RelayState is an essential component in SAML authentication flows. It holds the URL or destination the user initially tried to access before being redirected to the login page. When the Identity Provider (IdP) authenticates the user, it should preserve and return this RelayState back to Salesforce so that the user lands on the intended page after login.
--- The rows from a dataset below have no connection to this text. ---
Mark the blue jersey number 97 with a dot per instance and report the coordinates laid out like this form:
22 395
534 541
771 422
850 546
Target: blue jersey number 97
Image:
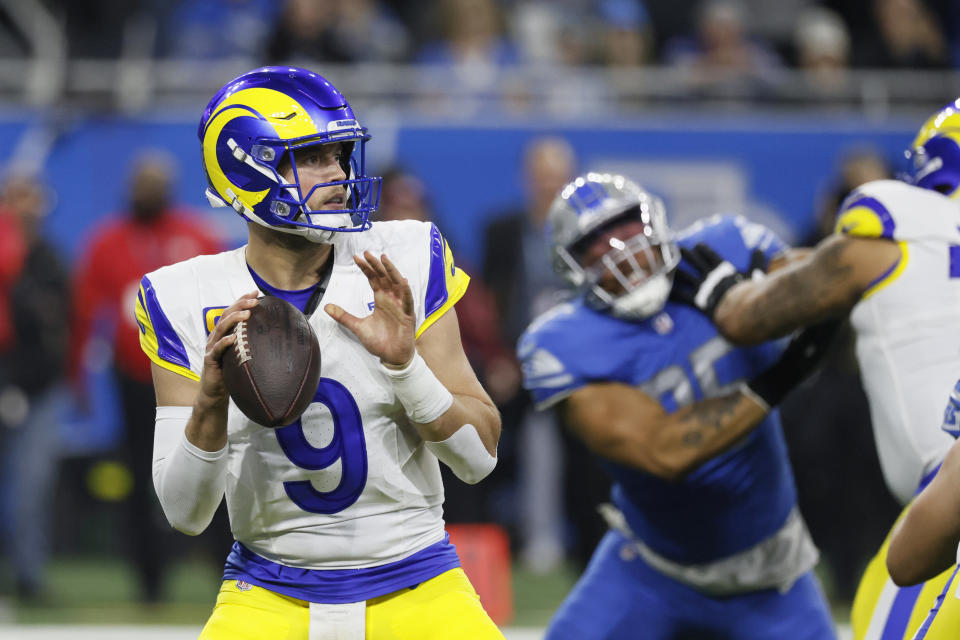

If the RelayState is lost, overwritten, or not correctly handled by the IdP, users will be sent to the default landing page—in this case, the Salesforce Home tab—regardless of which record or URL they originally clicked.

Option A (My Domain configuration) is important to enable SSO and customized URLs, but it does not directly control where users land post-login.

Option B (correct Federation ID) ensures proper user mapping for SSO login but would typically cause login failures or errors, not redirect issues.

Option C (using HTTP POST for SSO) relates to how SAML assertions are transmitted but generally does not cause users to be redirected away from their intended page.

Hence, the architect should advise the identity team to investigate how the IdP handles the RelayState parameter during the SSO process. Ensuring RelayState is preserved correctly will resolve the redirect problem and improve user experience by taking users to the precise case records after authentication.